Partly, they're the same as for the overall points-of-light approach: the world is mostly dangerous and frightening, with only a few truly secure areas, and even those sometimes aren't there when you come back to them later. It's not as though scary, exciting things can't plausibly happen even in a place as crowded as New York, but providing more empty space provides more opportunity for more types of situations (and not incidentally makes it easier to run encounters and safer for PCs to blow things up with impunity).
The main takeaway should be that once one leaves a bright, populated part of the city, it's easy to wind up in places where there is no one else to be seen besides those one is with. Most travels, even by vehicle are lonesome affairs.
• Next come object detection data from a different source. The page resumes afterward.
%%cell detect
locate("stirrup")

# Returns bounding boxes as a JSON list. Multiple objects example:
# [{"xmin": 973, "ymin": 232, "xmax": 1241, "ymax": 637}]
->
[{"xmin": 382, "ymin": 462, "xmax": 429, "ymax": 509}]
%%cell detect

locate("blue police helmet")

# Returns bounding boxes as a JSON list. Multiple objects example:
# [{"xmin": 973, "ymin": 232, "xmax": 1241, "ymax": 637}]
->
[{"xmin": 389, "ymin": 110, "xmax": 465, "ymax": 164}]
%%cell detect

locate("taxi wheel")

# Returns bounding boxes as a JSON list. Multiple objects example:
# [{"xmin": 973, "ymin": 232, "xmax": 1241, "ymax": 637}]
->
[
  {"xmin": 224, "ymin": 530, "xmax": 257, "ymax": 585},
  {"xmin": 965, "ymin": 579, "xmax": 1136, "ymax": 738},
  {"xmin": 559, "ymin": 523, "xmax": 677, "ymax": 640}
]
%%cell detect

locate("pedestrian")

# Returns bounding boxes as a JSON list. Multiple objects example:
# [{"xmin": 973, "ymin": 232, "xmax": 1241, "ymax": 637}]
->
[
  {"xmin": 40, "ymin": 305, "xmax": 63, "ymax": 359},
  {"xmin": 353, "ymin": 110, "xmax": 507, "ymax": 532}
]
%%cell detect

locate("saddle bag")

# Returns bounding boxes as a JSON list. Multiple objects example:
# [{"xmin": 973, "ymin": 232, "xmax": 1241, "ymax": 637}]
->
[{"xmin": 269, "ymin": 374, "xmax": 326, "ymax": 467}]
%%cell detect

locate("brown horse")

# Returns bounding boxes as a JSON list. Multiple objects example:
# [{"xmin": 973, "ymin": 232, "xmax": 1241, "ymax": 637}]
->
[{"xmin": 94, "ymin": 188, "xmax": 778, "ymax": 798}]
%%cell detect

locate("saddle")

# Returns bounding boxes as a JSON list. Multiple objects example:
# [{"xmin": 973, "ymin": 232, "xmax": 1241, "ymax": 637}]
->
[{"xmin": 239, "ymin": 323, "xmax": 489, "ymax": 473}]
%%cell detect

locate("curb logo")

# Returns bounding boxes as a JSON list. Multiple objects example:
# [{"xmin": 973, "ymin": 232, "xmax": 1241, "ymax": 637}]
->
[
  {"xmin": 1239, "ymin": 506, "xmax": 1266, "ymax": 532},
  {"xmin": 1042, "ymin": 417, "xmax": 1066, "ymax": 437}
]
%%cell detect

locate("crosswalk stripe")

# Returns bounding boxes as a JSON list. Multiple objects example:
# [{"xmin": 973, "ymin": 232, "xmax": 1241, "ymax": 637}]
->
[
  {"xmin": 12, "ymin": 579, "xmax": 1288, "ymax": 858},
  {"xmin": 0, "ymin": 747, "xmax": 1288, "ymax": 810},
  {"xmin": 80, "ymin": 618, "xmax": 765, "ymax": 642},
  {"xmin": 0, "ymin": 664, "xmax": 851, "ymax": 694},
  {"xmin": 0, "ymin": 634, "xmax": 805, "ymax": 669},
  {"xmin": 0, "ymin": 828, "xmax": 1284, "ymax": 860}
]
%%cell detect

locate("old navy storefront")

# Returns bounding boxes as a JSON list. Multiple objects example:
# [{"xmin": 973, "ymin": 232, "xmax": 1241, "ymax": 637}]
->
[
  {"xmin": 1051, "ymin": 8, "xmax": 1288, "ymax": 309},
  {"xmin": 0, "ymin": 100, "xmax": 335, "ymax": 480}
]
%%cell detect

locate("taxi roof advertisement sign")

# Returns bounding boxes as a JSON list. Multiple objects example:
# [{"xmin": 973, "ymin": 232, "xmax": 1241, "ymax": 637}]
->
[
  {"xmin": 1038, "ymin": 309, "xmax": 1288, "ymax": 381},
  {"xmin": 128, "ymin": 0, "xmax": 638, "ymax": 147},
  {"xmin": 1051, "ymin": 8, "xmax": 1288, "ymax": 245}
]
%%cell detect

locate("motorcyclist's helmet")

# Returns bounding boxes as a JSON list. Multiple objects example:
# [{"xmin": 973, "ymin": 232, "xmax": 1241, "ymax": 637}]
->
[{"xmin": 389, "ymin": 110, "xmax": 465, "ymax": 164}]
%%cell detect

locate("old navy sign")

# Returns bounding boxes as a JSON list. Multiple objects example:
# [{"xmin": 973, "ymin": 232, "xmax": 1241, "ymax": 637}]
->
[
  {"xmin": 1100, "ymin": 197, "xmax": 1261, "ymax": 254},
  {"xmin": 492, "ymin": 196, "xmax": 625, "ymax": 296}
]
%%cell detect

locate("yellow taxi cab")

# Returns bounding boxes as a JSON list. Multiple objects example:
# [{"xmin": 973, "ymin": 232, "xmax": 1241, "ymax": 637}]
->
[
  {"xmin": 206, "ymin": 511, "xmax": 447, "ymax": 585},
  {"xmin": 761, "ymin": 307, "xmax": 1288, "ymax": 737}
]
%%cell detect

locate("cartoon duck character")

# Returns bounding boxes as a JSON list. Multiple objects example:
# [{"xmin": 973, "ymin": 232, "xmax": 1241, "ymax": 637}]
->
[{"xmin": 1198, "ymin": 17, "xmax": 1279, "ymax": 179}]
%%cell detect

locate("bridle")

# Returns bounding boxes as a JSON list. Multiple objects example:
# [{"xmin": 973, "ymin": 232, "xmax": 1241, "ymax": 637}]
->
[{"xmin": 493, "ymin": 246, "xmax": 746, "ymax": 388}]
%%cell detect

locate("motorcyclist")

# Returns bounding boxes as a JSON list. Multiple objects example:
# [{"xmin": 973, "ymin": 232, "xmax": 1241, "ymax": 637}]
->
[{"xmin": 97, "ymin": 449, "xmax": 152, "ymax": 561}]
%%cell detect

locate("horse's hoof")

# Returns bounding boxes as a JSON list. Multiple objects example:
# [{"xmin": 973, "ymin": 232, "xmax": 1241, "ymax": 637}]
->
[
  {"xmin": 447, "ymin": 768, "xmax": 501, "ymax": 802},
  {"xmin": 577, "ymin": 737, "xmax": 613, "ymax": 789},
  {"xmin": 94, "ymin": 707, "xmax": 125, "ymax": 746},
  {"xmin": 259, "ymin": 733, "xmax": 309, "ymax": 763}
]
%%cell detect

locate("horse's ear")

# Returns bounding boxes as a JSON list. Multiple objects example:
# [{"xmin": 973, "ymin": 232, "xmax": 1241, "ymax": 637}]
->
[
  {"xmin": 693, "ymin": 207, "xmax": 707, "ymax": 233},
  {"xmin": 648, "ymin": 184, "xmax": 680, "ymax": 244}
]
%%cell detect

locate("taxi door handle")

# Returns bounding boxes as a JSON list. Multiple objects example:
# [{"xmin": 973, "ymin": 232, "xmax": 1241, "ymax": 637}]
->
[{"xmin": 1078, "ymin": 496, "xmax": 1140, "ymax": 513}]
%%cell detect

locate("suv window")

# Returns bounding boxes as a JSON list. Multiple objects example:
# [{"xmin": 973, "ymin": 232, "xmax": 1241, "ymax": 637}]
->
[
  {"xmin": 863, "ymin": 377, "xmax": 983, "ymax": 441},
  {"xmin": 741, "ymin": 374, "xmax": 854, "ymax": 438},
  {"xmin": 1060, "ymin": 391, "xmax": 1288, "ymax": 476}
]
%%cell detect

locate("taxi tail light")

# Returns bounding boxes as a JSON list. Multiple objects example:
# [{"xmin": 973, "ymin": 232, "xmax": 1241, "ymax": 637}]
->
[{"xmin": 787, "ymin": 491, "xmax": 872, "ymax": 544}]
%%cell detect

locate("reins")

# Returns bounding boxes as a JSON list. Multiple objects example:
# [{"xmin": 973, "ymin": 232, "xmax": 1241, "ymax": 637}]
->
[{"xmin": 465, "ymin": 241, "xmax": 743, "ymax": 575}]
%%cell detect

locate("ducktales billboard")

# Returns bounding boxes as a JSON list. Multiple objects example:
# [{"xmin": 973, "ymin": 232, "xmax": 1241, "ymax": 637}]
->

Well, ideally. There's plenty of danger, because criminal and otherwise dangerous elements are able to thrive in the areas between the points of light. As with a forest road between towns, bandits can set upon someone and then be gone before anyone else, let alone the authorities, can arrive.
Even if there are others nearby, the labyrinthine nature of the city make it so that they might easily be out of sight, or miles of corridor and staircase away. If you see someone being mugged on a bridge far below you, the mugger could be long gone by the time you arrive to help.
The various districts of Sharn are, by and large, the equivalent of different villages and towns in the larger world. On average, each of the wards would have about 11,000 inhabitants, the amount of a "town" as described in the DMG. Obviously some have more and some have fewer. As there's no way to mine or farm or lumber, the districts are reliant on outside resources, but many people are born and die in the same district.